Autonomous vehicles increasingly are being used
to transport things rather than people.
Earlier this week, Walmart said it planned to start delivering groceries in Houston using Nuro self-driving vehicles.
Now another well-known
brand is getting into the act.
Land O’Lakes, Inc., the 98-year-old, $15 billion agribusiness and food company, is testing autonomous trucks for large deliveries of its butter.
An
autonomous truck from Plus.ai just completed what it called the first coast-to-coast commercial freight run with an autonomous truck.
The Plus.ai L4 truck traveled 2,800 miles from Tulare,
California, to Quakertown Pennsylvania, in fewer than three days to deliver a load of 40,000 pounds of Land O’Lakes butter.
As is typical in autonomous vehicle trials, a safety driver
was on board, though the vehicle drove primarily in autonomous mode through the entire trip, according to Plus.ai.
The fully loaded refrigerated tractor trailer navigated day and night, along
winding roads, through tunnels, road construction and on rainy and snowy roads.
The truck was equipped with Plus.ai’s autonomous driving system using multimodal sensor fusion, deep
learning visual algorithms and simultaneous location and mapping technologies so it could “see” vehicles ahead and around it.

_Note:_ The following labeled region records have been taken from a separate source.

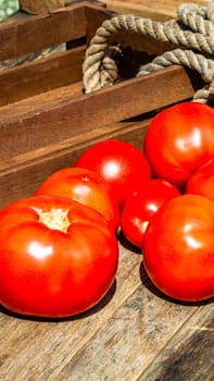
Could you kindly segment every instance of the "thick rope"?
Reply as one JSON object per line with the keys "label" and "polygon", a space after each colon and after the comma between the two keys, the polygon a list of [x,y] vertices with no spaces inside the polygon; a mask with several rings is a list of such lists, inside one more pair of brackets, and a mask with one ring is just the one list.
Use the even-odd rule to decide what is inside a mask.
{"label": "thick rope", "polygon": [[133,14],[122,14],[104,21],[86,51],[83,66],[86,93],[110,86],[117,81],[116,63],[113,58],[108,57],[106,51],[111,49],[110,38],[122,30],[146,35],[176,48],[141,66],[138,76],[172,64],[193,69],[206,83],[204,89],[196,93],[193,100],[206,102],[214,87],[214,1],[210,1],[206,7],[184,3],[178,7],[177,21],[165,23]]}

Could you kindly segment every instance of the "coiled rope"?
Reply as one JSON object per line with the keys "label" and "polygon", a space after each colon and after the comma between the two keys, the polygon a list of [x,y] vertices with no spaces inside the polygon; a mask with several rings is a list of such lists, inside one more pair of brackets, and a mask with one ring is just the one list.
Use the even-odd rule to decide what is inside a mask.
{"label": "coiled rope", "polygon": [[86,94],[110,86],[117,79],[116,61],[108,57],[106,51],[110,38],[122,30],[146,35],[175,47],[140,66],[137,76],[179,64],[198,71],[205,83],[192,100],[206,103],[214,94],[214,1],[206,7],[182,3],[177,9],[177,20],[164,23],[133,14],[105,20],[86,51],[83,66]]}

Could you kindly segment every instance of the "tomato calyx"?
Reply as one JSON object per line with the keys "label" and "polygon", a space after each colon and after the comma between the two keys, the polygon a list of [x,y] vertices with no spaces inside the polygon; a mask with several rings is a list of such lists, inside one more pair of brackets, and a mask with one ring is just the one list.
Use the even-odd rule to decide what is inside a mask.
{"label": "tomato calyx", "polygon": [[71,221],[67,217],[68,210],[51,209],[49,211],[40,211],[39,222],[43,223],[49,229],[59,230],[63,233],[67,233],[67,229],[71,225]]}

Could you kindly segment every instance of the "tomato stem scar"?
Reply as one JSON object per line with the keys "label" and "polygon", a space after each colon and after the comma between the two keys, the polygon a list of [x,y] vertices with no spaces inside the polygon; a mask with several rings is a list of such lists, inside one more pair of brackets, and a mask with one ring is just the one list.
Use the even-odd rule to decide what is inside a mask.
{"label": "tomato stem scar", "polygon": [[68,210],[51,209],[39,213],[39,222],[49,229],[59,230],[66,233],[71,221],[67,217]]}

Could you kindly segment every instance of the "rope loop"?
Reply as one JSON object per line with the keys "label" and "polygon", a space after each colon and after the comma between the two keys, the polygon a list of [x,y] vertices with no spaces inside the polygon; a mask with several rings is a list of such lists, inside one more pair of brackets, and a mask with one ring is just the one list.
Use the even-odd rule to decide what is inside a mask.
{"label": "rope loop", "polygon": [[123,52],[118,45],[109,46],[118,32],[144,35],[175,47],[140,66],[137,76],[178,64],[198,71],[205,82],[204,88],[194,94],[193,101],[206,103],[214,94],[214,0],[206,7],[182,3],[177,9],[177,20],[164,23],[134,14],[105,20],[86,51],[83,65],[86,94],[118,81],[117,59]]}

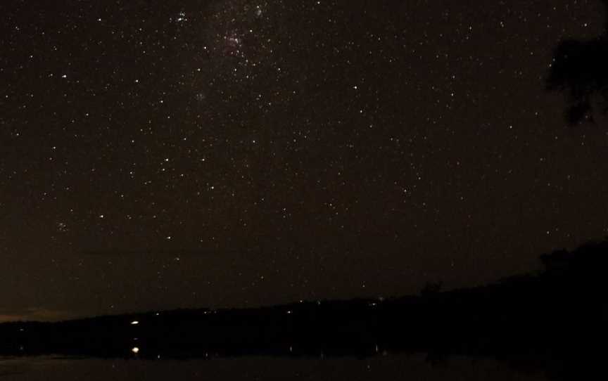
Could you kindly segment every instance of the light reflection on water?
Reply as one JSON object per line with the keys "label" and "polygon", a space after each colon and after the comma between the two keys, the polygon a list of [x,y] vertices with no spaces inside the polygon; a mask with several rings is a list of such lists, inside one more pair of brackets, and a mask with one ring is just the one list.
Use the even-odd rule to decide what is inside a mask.
{"label": "light reflection on water", "polygon": [[521,381],[547,380],[540,373],[522,374],[488,359],[452,357],[433,365],[424,354],[355,358],[272,358],[177,360],[0,359],[0,380],[19,381],[210,380],[327,380],[426,381],[454,380]]}

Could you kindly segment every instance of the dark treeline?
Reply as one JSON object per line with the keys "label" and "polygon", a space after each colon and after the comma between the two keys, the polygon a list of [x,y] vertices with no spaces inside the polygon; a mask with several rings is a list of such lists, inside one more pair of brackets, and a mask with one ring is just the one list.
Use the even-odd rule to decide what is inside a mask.
{"label": "dark treeline", "polygon": [[601,368],[608,354],[608,241],[540,259],[539,273],[445,292],[429,287],[419,296],[384,300],[5,323],[0,355],[152,359],[422,351],[440,363],[454,354],[493,356],[555,379],[578,380]]}
{"label": "dark treeline", "polygon": [[[608,13],[608,0],[602,0]],[[564,91],[571,125],[608,113],[608,30],[594,39],[566,39],[554,49],[547,89]]]}

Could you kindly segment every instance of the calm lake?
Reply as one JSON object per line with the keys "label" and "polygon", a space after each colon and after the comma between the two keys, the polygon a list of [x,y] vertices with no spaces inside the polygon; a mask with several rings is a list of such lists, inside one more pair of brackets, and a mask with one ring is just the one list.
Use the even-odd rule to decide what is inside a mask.
{"label": "calm lake", "polygon": [[356,358],[243,357],[195,360],[0,359],[0,380],[543,380],[540,371],[516,370],[491,359],[453,356],[439,363],[426,354]]}

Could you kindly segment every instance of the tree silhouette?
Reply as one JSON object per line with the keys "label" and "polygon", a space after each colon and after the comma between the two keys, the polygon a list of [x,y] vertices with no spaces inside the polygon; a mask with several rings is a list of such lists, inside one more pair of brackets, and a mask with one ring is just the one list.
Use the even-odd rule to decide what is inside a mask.
{"label": "tree silhouette", "polygon": [[[608,0],[602,1],[608,11]],[[566,93],[571,125],[593,123],[597,112],[608,113],[608,28],[594,39],[560,42],[553,51],[547,89]]]}

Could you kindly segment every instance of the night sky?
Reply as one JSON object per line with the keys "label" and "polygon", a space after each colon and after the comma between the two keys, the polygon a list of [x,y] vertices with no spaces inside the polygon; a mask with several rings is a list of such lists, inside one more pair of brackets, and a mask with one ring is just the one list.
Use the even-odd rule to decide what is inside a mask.
{"label": "night sky", "polygon": [[597,0],[3,0],[0,321],[417,293],[608,234]]}

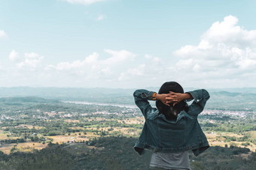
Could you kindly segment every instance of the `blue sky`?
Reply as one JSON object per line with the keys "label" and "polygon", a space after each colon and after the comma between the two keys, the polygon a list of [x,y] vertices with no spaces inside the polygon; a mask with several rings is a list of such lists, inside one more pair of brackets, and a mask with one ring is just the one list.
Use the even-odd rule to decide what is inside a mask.
{"label": "blue sky", "polygon": [[256,87],[255,7],[0,0],[0,86]]}

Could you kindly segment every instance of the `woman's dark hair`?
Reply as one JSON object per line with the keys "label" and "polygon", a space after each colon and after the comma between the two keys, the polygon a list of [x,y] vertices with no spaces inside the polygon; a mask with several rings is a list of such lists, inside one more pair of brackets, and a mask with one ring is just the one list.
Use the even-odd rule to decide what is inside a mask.
{"label": "woman's dark hair", "polygon": [[[169,94],[169,91],[184,94],[184,90],[181,85],[175,82],[168,82],[163,83],[163,85],[160,88],[158,94]],[[168,120],[176,119],[178,115],[182,110],[184,110],[185,112],[188,111],[188,106],[184,101],[178,103],[175,106],[173,106],[172,103],[169,103],[169,105],[170,106],[168,106],[159,100],[157,100],[156,102],[156,106],[159,111],[159,113],[164,115],[166,118]]]}

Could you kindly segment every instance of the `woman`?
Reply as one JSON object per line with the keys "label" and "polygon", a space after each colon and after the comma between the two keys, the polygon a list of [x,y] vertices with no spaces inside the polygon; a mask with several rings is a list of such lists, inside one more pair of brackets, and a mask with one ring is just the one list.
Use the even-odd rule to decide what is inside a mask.
{"label": "woman", "polygon": [[[198,156],[209,147],[197,121],[210,97],[207,91],[184,93],[178,83],[169,82],[158,94],[136,90],[133,96],[145,118],[134,149],[139,154],[145,148],[154,151],[151,169],[190,169],[187,151]],[[191,100],[193,103],[187,106],[186,101]],[[157,108],[148,100],[156,100]]]}

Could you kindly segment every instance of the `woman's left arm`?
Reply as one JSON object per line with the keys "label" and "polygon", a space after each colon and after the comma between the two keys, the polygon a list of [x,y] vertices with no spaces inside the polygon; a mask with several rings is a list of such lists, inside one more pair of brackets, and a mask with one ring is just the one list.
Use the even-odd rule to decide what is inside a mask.
{"label": "woman's left arm", "polygon": [[136,90],[133,93],[135,103],[142,111],[143,115],[146,118],[147,112],[152,110],[152,107],[148,100],[156,100],[156,92],[144,89]]}

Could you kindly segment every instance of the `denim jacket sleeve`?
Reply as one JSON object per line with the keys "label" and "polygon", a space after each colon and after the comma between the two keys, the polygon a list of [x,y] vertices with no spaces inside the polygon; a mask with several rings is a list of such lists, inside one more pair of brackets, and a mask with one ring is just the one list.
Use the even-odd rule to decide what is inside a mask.
{"label": "denim jacket sleeve", "polygon": [[210,98],[210,95],[205,89],[188,91],[194,98],[194,102],[189,106],[187,114],[192,116],[197,116],[203,112],[206,101]]}
{"label": "denim jacket sleeve", "polygon": [[148,117],[148,113],[154,110],[148,100],[154,100],[152,97],[154,93],[144,89],[136,90],[133,93],[135,103],[142,111],[145,118]]}

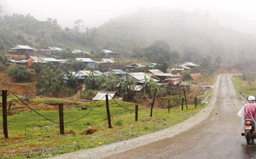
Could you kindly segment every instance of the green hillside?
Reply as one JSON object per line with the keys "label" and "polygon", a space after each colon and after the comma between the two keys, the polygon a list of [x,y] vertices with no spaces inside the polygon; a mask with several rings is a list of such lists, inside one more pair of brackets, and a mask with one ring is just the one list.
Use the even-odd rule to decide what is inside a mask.
{"label": "green hillside", "polygon": [[[200,64],[207,57],[222,66],[238,65],[240,68],[253,62],[252,57],[255,55],[256,36],[224,28],[207,14],[176,9],[141,10],[111,20],[98,28],[87,28],[83,33],[79,31],[79,24],[75,25],[74,28],[61,28],[57,20],[39,21],[29,15],[2,16],[0,51],[16,44],[36,49],[55,46],[91,52],[104,49],[149,62],[174,62],[175,59],[175,62]],[[159,41],[167,47],[159,48],[155,45]],[[159,54],[163,54],[162,57],[152,61]]]}

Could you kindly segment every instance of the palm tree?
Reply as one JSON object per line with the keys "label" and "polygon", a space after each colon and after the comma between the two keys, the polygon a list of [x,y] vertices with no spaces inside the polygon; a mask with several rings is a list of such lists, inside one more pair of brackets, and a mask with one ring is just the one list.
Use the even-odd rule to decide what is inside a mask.
{"label": "palm tree", "polygon": [[128,77],[123,82],[120,84],[120,94],[125,102],[133,99],[133,90],[136,83],[132,81],[130,77]]}
{"label": "palm tree", "polygon": [[101,87],[104,88],[106,91],[115,91],[118,84],[117,76],[111,76],[108,78],[106,78],[105,80],[105,82],[101,85]]}

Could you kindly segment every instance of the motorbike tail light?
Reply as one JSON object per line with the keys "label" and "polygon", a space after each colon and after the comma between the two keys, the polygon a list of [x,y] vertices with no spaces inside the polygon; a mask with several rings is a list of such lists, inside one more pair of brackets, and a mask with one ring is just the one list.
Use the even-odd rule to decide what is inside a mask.
{"label": "motorbike tail light", "polygon": [[246,124],[247,125],[251,125],[252,124],[252,121],[247,121]]}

“Self-driving and other emerging transportation
technologies stand to completely reshape commercial shipping, so we are thrilled to pilot autonomous trucks for our shipping needs,” stated Yone Dewberry, Land O’Lakes’ chief supply
chain officer. “End of the year is a very busy time for us. To be able to address this peak demand with a fuel- and cost-effective freight transport solution will be tremendously valuable to our
business.”
Self-driving vehicles for people may not yet be ready for prime time, but they are getting better and more practical for carrying things.